Hello Wellness Warriors! I am coming at you guys today with another in my Yoga Modification Series. I try to tackle some of the more common, yet still challenging, yoga asanas and offer some hacks for making them more accessible. Today, let’s break down Side Angle.
As always before we start, the Melissa Disclaimer… Please go at your own pace when practicing any of these poses or modifications. Understand that on some days your body may ask you for a modification and on others it may tell you one isn’t needed; listen to its cues. If you have any major injuries or limitations, please seek the advice of a fitness professional before continuing.
Side Angle Pose is a great stretching and strengthening pose for advanced yogis and beginners alike. It’s another one of those asanas that looks pretty straightforward in a picture but you’ll notice during practice that there is a lot going on.

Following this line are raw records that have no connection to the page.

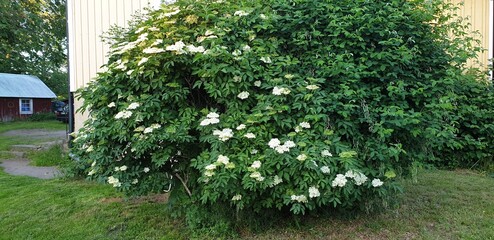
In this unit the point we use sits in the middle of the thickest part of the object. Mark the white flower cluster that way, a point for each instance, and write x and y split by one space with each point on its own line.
301 126
256 165
241 13
223 160
243 95
169 14
224 134
153 50
152 127
133 106
326 153
276 145
90 149
339 181
314 192
257 176
276 180
301 157
299 198
312 87
250 135
358 177
281 90
176 47
211 118
377 182
91 172
122 168
114 181
142 61
266 60
123 114
325 170
237 197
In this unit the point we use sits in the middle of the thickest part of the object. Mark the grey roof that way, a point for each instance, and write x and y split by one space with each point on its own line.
23 86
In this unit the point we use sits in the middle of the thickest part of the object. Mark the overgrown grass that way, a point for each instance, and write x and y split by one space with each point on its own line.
440 205
53 156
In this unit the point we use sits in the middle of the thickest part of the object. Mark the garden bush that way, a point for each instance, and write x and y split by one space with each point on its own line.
281 104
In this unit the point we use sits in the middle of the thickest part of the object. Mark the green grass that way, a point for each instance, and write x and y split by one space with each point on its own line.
54 156
440 205
60 209
16 125
7 141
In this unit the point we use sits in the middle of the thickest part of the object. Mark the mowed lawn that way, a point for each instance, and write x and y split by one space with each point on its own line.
436 205
439 205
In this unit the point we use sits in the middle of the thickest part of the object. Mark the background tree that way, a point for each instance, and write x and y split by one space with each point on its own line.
33 40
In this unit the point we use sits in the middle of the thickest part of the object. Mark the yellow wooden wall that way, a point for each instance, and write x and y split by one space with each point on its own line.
87 21
479 15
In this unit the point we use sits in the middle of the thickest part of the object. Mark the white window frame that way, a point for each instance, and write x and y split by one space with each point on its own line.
30 106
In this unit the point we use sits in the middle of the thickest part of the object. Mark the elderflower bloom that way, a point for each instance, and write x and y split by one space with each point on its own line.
301 157
377 182
223 159
210 167
243 95
90 148
276 180
360 179
143 60
274 143
257 176
241 13
326 153
256 164
299 198
312 87
114 181
224 134
339 181
325 170
153 50
314 192
266 59
280 90
123 114
194 49
237 197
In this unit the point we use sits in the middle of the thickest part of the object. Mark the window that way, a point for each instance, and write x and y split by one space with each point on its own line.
26 106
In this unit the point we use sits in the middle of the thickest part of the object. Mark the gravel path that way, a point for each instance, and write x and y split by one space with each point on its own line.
18 165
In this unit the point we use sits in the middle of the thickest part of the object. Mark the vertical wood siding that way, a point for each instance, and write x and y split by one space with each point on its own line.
478 14
88 20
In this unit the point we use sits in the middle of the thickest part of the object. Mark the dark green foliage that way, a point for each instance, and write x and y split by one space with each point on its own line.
205 95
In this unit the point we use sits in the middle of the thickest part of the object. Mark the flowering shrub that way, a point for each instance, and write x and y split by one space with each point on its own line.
270 104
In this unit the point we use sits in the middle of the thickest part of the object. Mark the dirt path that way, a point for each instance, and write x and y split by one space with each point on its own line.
18 165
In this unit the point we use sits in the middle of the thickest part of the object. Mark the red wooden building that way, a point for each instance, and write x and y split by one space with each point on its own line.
23 95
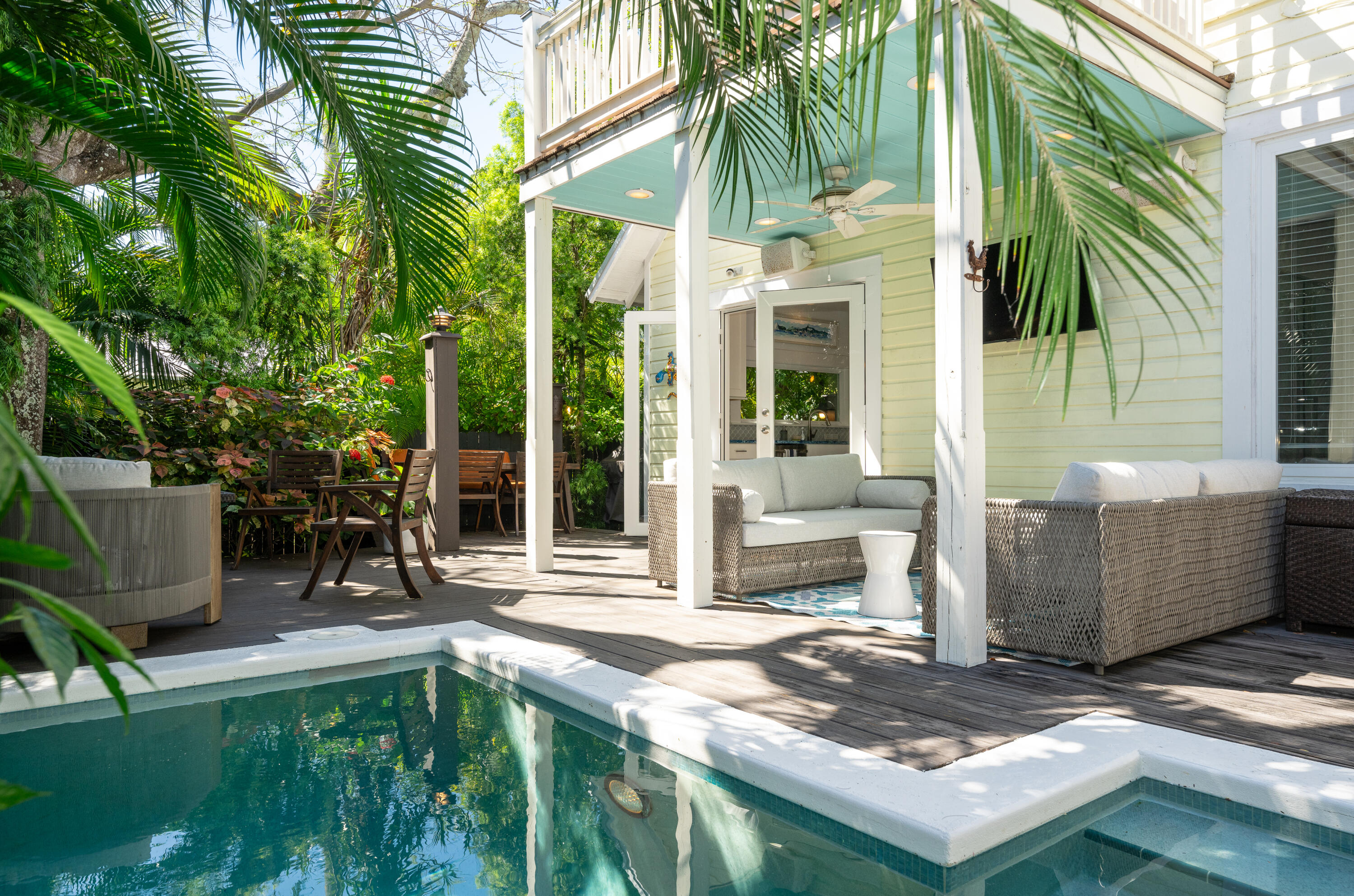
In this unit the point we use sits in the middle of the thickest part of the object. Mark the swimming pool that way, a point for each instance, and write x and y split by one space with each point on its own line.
424 775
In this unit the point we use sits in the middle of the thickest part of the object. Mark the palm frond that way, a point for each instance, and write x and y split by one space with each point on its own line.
366 83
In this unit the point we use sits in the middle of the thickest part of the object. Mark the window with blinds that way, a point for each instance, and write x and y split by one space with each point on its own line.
1317 305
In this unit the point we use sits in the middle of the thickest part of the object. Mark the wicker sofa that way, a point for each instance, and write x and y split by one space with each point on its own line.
163 546
803 555
1105 581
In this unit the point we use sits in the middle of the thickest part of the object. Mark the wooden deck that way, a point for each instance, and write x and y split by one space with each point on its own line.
864 688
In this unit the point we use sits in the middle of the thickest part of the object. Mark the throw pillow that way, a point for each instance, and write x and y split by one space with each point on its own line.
753 505
898 494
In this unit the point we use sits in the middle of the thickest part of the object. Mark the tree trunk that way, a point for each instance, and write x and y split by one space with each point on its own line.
583 378
29 392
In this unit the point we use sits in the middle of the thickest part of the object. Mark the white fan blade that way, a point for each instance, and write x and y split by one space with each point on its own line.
886 210
848 226
790 205
868 191
786 224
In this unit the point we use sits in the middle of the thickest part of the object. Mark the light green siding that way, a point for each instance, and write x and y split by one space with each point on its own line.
1174 413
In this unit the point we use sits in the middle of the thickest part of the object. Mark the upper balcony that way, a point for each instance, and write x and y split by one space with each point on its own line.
576 86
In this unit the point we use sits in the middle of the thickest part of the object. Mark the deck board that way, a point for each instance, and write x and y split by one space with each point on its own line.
860 687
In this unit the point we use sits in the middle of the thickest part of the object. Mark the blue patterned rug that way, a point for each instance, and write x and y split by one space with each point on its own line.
841 601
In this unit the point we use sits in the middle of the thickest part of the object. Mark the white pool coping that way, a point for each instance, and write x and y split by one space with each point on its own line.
946 815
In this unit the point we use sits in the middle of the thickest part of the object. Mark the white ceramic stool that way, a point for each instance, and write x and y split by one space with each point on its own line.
887 592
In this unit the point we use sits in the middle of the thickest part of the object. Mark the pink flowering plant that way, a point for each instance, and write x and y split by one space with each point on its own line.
223 434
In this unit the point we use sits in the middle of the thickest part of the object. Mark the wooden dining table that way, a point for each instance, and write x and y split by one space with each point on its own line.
511 466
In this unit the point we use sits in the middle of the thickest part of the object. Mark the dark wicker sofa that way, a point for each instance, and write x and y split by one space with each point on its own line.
741 570
1105 582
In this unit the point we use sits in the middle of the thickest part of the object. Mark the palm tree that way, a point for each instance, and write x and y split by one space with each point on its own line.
118 95
794 86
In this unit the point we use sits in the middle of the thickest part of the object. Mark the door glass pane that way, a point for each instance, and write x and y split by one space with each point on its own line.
811 359
1317 305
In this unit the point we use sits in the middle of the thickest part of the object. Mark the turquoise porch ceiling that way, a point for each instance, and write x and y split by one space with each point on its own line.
603 191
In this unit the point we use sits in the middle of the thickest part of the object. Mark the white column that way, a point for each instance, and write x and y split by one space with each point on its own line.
535 95
960 444
695 507
541 803
541 444
692 848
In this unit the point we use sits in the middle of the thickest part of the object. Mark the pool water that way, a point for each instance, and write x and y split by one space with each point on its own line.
431 779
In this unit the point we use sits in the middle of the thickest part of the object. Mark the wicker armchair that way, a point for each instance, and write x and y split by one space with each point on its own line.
741 570
1105 582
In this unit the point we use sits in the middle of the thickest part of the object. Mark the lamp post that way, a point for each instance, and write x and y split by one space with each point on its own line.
443 428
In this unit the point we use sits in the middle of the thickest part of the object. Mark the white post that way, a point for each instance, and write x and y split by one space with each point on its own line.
541 442
692 849
541 803
535 95
960 443
695 504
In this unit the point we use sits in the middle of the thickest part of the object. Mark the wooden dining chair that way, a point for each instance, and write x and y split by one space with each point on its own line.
481 481
516 492
380 508
289 471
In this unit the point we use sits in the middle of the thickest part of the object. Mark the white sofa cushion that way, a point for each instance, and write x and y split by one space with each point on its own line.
759 474
900 494
797 527
78 474
1142 481
753 505
818 484
1168 478
1230 477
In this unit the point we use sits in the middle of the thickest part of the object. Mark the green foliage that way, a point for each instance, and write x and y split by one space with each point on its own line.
589 490
798 393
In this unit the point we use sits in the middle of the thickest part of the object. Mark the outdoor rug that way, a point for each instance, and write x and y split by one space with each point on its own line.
841 601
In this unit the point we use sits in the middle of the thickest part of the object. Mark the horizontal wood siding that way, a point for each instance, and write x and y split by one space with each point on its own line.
1176 412
1280 51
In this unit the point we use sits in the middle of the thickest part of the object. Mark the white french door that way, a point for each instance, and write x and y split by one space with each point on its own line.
778 320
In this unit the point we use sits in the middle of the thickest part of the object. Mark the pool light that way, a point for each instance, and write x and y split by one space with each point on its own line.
629 799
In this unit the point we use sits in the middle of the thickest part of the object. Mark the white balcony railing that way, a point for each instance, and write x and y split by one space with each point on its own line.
1182 18
584 79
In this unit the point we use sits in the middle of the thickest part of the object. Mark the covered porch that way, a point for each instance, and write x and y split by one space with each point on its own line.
602 145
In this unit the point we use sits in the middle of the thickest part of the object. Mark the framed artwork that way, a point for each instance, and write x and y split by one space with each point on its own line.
805 331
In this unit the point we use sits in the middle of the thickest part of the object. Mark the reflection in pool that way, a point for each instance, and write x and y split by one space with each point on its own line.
434 781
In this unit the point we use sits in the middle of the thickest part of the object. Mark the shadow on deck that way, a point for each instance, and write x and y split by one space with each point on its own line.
863 688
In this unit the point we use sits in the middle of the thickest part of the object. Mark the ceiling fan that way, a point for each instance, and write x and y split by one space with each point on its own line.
841 203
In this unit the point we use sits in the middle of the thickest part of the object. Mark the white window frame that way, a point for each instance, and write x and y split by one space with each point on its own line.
870 272
1250 285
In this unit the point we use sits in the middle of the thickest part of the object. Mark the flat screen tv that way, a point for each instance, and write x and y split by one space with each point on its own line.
1001 300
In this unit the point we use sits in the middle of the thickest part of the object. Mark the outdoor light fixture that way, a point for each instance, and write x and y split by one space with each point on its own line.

First and foremost, this is a side bending pose. These types of poses are great for unilateral (one sided) focus. Because the body isn’t symmetric in these poses, you are stretching a lot of the muscles in the lengthened side and strengthening the muscles on the opposite side. That’s why it is super important to remember to complete these types of poses facing both directions.
Side bending poses have benefits for our internal organs, too. They sort of stir everything up in your abdomen, which is actually a good thing. These asanas work to restore proper function to your organs and help digestion. Side bending postures call on dynamic balance and therefore require a bit of concentration and mental focus. Side Angle specifically is also a fantastic standing hip opener, something most of us can benefit from thanks to all the sitting we do.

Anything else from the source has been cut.